There was a detective outside the school.

“I asked him, ‘Did you guys get him yet?’ He said no. I got quite aggressive with him,” Winkler admitted

The officer told him to calm down, and Sean and his buddy ran back to the truck to look through the familiar neighbourhood streets for Pountney, who was on the run on foot.

One of Winkler’s best friends had heard the terrible news; his sister was best friends with Jenny.

“He was on the side of the road, crying … that’s when Dylan opened his car door,” Sean said.

Dylan Pountney recounted the carjacking attempt in his statement to the RCMP that afternoon, recalling he’d said “Get out of the car, bitch,” and was shocked when it was a man in the car, and that the man was visibly angry with him, and appeared to try to run him over.

“The way my friend looked at him with anger, it actually scared Dylan and he just grabbed the smokes and ran off. Then my friend tried to clip him with his vehicle,” Sean said.

From there, Pountney hopped a fence to get away, but Sean’s friend yelled to attract the searchers’ attention, and said, “Hey! He’s over there!”

Ultimately, Pountney was discovered not too far away, crouching under a deck in the Robinson area, and he surrendered to police.

A family friend gave Sean a lift to the University of Alberta where he met his mom at the U of A Stollery Children’s Hospital.

“She said, ‘She didn’t make it.’ I dropped to my knees, and life just took a 180. I went downhill a while,” he recalled.

Then, one day, a friend came to call, bearing flowers and condolences.

For Sean, life began anew with the kind young woman who would soon become his wife.

“My wife saved my life from God knows what path I would’ve taken, you know?”
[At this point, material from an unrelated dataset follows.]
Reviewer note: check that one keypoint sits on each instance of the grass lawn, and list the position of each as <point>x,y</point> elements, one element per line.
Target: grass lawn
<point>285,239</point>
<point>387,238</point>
His family’s life took another sad and strange turn five months later, when Sean got a call from his mom.

His stepbrother Adam, who he was close to, had been driving when he struck a moose.

“You better get here now to say goodbye,” he was told.

Once again, off to the U of A hospital for a sad farewell, too much for any family.

‘For me, it’s pure anger’

Sean Winkler said processing Pountney’s trial was difficult — video of Pountney running in and out of the classroom, classmates testifying, the autopsy report.

“Some pictures were incidentally shown that no family should see and everyone saw them,” he recalled.

Long before the trial, sadness gave way to another scorching emotion for Sean.

“For me, it’s pure anger,” he said, recalling that he felt Pountney had tried to “play the system.”

Justice Eric F. Macklin found Pountney guilty of second-degree murder.

Although it wasn’t the severity of punishment Sean felt Pountney deserved, he was glad of the conviction.

“It’s not what we wanted — we want him put away as long as possible, but it’s better than manslaughter, and that’s what the defence was trying to get him,” Sean said.

His memories can’t be taken away — Jenny’s name is tattooed on his right forearm.

And one of his two tiny daughters with wife Chantel has the middle name of Jenny.